Knotweed removal market erupts

Japanese Knotweed market convulses as 'ASBO law' is widened to further cover invasive species.

Knotweed: situation worsens - image: HW
Knotweed: situation worsens - image: HW

The market for Japanese Knotweed removal is exploding after the Government extended the "ASBO law" to cover invasive species, Japanese Knotweed Solutions managing director and Invasive Non-Native Specialists Association (INNSA) chairman Mike Clough has said.

But he warns this is attracting "less reputable organisations".

Clough said he was seeing "a plethora of new companies coming into the market", adding: "People see it as a good new income stream. That's something people should be aware of and it will push people more towards trade bodies like the INNSA."

He said some surveyors "were all in a panic" following reporting of the new law: "We've had one job from a surveyor the other week where there was no suggestion of Japanese Knotweed on the site but the sale of the property wouldn't go through until we proved there wasn't any there. Now I'm spending a lot of my time calming people down. In 2015 it's going to have a bigger impact on the mortgage market. People will suddenly realise it's going to be a problem."
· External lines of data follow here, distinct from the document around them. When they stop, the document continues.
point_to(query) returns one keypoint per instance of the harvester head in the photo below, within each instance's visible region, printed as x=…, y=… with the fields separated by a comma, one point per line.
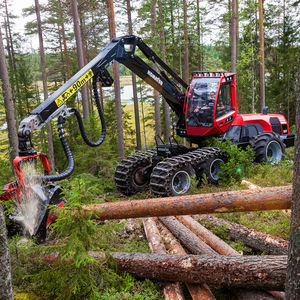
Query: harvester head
x=31, y=197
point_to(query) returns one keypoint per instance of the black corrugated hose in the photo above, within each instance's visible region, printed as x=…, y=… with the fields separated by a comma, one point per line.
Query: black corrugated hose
x=80, y=122
x=64, y=142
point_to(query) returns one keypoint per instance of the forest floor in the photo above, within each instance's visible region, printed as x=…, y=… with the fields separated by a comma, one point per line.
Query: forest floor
x=36, y=280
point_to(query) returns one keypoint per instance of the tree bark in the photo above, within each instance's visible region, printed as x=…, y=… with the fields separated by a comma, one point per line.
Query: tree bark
x=163, y=55
x=134, y=87
x=189, y=239
x=199, y=56
x=293, y=272
x=8, y=103
x=63, y=33
x=112, y=33
x=155, y=92
x=207, y=236
x=6, y=289
x=261, y=55
x=186, y=45
x=224, y=249
x=170, y=290
x=197, y=291
x=260, y=272
x=80, y=57
x=252, y=238
x=233, y=36
x=224, y=202
x=44, y=77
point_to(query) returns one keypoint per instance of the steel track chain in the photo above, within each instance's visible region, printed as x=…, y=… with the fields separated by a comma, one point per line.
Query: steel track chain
x=162, y=173
x=127, y=167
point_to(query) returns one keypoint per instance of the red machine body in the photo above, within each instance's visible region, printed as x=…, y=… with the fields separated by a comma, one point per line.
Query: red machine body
x=16, y=189
x=210, y=107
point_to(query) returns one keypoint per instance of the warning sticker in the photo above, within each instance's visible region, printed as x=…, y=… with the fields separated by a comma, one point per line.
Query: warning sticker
x=61, y=99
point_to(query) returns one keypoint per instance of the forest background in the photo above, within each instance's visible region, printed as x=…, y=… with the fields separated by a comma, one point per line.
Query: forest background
x=188, y=35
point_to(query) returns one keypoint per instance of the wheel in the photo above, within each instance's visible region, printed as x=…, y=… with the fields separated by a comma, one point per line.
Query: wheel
x=211, y=168
x=132, y=174
x=176, y=182
x=181, y=182
x=268, y=147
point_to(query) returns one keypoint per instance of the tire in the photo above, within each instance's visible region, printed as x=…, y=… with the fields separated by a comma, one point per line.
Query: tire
x=130, y=177
x=210, y=168
x=268, y=146
x=181, y=181
x=175, y=182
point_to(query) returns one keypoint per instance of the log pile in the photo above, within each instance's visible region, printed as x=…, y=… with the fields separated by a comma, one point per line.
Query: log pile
x=185, y=251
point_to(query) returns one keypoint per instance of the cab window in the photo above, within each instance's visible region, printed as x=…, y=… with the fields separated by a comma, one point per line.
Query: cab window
x=224, y=101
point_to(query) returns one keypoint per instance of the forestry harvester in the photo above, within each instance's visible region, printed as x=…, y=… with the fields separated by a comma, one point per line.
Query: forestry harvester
x=206, y=107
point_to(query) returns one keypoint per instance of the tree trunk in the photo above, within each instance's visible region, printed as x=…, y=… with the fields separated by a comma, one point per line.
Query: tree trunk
x=170, y=290
x=198, y=36
x=233, y=36
x=155, y=92
x=197, y=291
x=224, y=249
x=134, y=88
x=80, y=57
x=186, y=45
x=63, y=33
x=260, y=272
x=112, y=33
x=8, y=103
x=189, y=239
x=293, y=272
x=6, y=289
x=45, y=88
x=252, y=238
x=224, y=202
x=163, y=54
x=207, y=236
x=261, y=55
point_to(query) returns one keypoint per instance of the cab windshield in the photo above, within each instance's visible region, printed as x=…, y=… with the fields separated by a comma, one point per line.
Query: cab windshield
x=201, y=101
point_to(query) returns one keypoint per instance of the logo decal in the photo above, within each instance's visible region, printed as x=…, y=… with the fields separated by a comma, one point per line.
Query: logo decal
x=157, y=79
x=61, y=99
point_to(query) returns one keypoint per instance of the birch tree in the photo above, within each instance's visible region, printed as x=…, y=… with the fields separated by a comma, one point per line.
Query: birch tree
x=80, y=56
x=112, y=33
x=44, y=77
x=8, y=103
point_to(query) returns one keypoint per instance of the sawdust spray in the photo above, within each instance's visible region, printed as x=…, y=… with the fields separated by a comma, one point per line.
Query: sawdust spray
x=27, y=210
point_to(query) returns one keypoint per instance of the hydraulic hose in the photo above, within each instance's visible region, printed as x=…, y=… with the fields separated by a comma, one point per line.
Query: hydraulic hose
x=68, y=153
x=67, y=150
x=101, y=115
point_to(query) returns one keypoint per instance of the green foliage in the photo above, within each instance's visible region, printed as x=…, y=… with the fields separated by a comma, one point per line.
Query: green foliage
x=238, y=161
x=75, y=274
x=6, y=173
x=272, y=175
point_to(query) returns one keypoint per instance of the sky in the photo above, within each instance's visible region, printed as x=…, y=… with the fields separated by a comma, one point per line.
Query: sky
x=16, y=7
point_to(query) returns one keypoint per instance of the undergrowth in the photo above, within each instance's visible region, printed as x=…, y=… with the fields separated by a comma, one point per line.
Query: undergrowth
x=237, y=164
x=74, y=273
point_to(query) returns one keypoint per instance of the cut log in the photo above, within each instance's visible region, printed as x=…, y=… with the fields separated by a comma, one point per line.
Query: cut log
x=224, y=202
x=201, y=292
x=170, y=290
x=186, y=236
x=223, y=248
x=207, y=236
x=252, y=238
x=250, y=185
x=258, y=272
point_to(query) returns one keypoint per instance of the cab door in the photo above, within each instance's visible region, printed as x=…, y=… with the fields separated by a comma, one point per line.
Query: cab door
x=224, y=110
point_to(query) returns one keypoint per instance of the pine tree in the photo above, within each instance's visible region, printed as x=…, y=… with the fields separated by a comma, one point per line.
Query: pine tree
x=45, y=87
x=112, y=32
x=80, y=56
x=9, y=109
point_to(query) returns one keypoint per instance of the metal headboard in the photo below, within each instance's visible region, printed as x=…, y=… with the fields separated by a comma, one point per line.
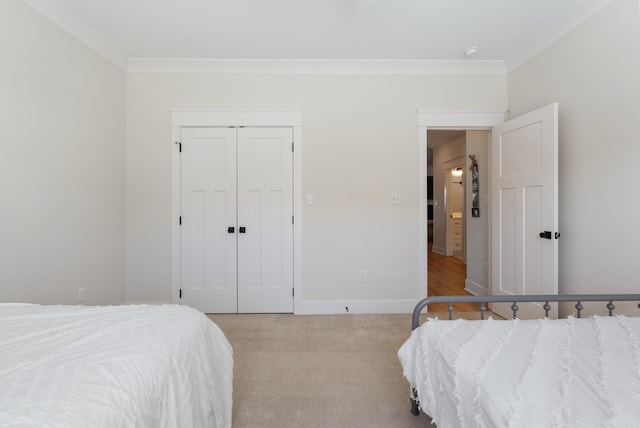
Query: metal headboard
x=514, y=300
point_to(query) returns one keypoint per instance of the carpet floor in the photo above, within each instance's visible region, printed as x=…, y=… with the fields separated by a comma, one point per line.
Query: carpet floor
x=319, y=371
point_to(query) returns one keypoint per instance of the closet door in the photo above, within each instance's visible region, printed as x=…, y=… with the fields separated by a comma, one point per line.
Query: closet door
x=208, y=263
x=265, y=220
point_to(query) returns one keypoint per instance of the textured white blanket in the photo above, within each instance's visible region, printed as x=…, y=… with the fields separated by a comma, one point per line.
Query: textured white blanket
x=118, y=366
x=534, y=373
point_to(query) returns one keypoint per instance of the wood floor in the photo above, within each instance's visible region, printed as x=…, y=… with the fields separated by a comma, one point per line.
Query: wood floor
x=446, y=278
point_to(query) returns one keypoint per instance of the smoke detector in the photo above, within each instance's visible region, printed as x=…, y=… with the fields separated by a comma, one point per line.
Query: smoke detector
x=471, y=52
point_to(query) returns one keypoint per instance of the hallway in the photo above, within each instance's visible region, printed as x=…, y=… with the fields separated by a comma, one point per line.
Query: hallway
x=446, y=277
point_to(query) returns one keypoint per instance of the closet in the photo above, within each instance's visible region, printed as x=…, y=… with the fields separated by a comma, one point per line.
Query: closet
x=235, y=251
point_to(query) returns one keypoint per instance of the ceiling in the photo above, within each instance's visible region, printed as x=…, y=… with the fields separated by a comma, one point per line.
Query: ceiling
x=321, y=29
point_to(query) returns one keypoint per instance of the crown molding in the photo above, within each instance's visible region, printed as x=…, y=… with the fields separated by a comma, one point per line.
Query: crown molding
x=326, y=66
x=77, y=27
x=577, y=16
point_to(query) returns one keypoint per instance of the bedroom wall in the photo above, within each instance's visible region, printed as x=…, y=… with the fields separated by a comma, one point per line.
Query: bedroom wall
x=360, y=144
x=62, y=165
x=592, y=73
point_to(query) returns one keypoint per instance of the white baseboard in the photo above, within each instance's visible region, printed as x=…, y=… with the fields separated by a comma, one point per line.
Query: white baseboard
x=475, y=288
x=354, y=307
x=129, y=302
x=439, y=250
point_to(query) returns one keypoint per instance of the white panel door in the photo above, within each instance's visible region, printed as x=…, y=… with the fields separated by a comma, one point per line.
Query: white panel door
x=265, y=222
x=524, y=184
x=208, y=264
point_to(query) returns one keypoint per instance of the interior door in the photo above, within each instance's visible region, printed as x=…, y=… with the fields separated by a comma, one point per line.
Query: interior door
x=208, y=261
x=237, y=219
x=265, y=220
x=524, y=220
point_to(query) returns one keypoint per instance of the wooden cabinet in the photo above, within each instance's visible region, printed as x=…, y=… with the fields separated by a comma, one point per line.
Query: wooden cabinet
x=456, y=231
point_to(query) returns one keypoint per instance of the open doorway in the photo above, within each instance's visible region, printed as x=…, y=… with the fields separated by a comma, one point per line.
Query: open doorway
x=446, y=262
x=457, y=241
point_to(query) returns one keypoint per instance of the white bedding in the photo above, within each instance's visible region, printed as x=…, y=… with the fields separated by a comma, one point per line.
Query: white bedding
x=116, y=366
x=534, y=373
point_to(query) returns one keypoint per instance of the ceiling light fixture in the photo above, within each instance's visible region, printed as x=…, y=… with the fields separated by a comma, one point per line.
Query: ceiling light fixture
x=471, y=52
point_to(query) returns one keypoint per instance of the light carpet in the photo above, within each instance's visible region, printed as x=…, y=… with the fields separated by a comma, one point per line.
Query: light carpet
x=319, y=371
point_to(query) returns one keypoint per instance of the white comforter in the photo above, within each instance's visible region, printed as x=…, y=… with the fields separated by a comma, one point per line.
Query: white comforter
x=536, y=373
x=118, y=366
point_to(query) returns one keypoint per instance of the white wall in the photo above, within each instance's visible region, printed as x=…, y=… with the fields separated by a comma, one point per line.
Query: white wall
x=62, y=165
x=447, y=155
x=593, y=73
x=476, y=233
x=360, y=144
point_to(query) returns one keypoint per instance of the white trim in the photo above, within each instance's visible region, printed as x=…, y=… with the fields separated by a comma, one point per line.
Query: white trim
x=187, y=117
x=326, y=307
x=580, y=14
x=78, y=27
x=183, y=117
x=475, y=288
x=315, y=66
x=463, y=119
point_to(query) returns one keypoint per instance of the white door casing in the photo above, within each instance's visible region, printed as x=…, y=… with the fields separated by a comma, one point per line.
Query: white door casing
x=449, y=119
x=524, y=202
x=185, y=118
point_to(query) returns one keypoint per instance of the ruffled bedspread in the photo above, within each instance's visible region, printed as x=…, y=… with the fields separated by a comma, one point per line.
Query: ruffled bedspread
x=118, y=366
x=533, y=373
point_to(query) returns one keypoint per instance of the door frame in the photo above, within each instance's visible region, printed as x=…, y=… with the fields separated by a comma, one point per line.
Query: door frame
x=458, y=162
x=221, y=117
x=445, y=119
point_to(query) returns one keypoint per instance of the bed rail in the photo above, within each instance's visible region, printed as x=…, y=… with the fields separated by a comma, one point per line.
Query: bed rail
x=514, y=300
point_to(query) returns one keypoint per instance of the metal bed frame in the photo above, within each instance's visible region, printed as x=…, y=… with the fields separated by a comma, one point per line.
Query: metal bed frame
x=514, y=300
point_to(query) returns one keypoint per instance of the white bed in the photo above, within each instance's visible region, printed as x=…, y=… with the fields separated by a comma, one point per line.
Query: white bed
x=113, y=366
x=527, y=373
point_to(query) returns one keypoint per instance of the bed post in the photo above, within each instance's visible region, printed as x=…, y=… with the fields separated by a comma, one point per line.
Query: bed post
x=414, y=402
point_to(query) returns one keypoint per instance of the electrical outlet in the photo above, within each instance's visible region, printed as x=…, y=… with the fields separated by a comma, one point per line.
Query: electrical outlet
x=82, y=294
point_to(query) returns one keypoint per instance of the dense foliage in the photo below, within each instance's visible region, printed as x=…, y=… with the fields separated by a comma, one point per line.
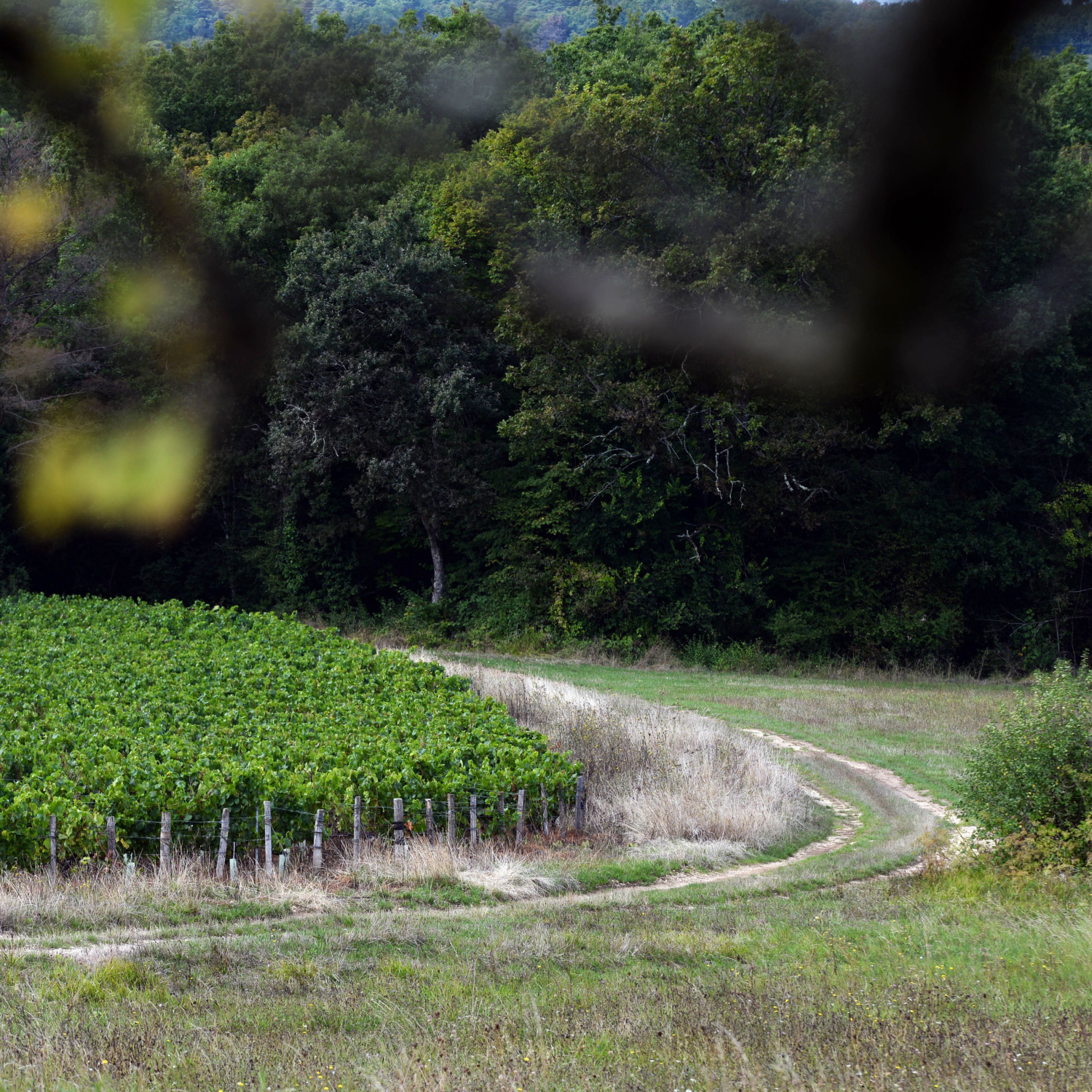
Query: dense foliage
x=437, y=449
x=119, y=708
x=1029, y=780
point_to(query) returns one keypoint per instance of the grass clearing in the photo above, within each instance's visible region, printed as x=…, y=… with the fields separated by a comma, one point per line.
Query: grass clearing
x=817, y=976
x=968, y=982
x=919, y=729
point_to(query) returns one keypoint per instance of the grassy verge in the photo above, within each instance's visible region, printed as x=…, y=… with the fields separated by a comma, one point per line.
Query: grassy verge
x=794, y=978
x=917, y=729
x=949, y=984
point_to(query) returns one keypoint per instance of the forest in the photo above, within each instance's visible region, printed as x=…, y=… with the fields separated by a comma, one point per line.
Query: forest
x=430, y=448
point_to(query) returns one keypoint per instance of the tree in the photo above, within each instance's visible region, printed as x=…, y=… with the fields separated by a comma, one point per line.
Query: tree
x=386, y=388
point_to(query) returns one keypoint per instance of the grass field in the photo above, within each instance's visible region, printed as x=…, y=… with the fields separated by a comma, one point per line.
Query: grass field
x=917, y=729
x=815, y=976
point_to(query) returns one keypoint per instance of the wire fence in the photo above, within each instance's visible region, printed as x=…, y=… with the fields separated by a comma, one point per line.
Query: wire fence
x=235, y=836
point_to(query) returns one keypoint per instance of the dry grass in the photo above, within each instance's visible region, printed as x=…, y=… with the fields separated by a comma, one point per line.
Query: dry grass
x=657, y=773
x=98, y=897
x=504, y=874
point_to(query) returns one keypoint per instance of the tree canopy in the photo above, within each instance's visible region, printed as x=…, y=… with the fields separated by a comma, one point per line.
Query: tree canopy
x=436, y=443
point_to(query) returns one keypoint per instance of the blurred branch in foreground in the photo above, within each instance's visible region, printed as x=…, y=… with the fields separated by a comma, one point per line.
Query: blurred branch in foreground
x=168, y=295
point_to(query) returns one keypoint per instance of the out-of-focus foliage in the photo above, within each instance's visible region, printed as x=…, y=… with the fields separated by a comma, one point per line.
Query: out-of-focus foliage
x=389, y=192
x=119, y=708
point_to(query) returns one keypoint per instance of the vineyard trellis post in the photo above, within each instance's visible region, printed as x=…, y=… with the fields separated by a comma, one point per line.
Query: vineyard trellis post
x=317, y=842
x=269, y=836
x=165, y=842
x=225, y=823
x=400, y=826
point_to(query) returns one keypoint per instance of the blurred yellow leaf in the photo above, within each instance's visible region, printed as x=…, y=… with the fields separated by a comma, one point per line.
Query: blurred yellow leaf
x=28, y=214
x=126, y=17
x=141, y=475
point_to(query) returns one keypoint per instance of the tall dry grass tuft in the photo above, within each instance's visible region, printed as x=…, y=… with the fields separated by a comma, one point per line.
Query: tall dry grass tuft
x=422, y=863
x=653, y=772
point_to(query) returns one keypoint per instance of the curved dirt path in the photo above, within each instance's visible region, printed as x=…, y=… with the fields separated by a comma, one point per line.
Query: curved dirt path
x=889, y=782
x=841, y=838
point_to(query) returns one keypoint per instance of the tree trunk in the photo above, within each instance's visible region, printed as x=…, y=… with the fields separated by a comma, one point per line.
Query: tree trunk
x=434, y=545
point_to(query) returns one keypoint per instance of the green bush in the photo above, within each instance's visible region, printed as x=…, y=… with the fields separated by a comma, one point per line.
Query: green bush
x=1032, y=768
x=109, y=707
x=737, y=657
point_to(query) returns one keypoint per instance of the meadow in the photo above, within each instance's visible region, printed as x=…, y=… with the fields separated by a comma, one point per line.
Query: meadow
x=823, y=974
x=917, y=727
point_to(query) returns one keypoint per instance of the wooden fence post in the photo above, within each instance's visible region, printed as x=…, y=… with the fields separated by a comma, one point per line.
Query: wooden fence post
x=269, y=836
x=400, y=826
x=225, y=823
x=165, y=843
x=317, y=843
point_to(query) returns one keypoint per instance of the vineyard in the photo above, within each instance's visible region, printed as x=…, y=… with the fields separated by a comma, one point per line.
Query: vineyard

The new powers under the Anti-Social Behaviour, Crime and Policing Act allow the police or a local authority to issue a Community Protection Notice (CPN) to landowners who have knotweed on their land and refuse to deal with it. CPNs are designed to curb the behaviour of people who are acting unreasonably or in a way that has a detrimental effect on the quality of life of those in the locality. Fines for failing to comply with CPNs start fairly low but go up to £2,500 for individuals or £20,000 for organisations.

INNSA warned: "An already saturated market that is being joined by new and less reputable organisations and associated organisations on a daily basis this; is a dangerous situation that is rife for exploitation.

"We question the use of already stretched resources to identify and manage disputes over Invasive vegetation, especially as this can be an issue which can take many years to manifest and equally as long to eradicate.

"The UK has no plan to tackle invasive species, but an ever-increasing legislation to punish those unlucky enough to have it on their land."

Japanese Knotweed Solutions is holding a seminar on 20 May.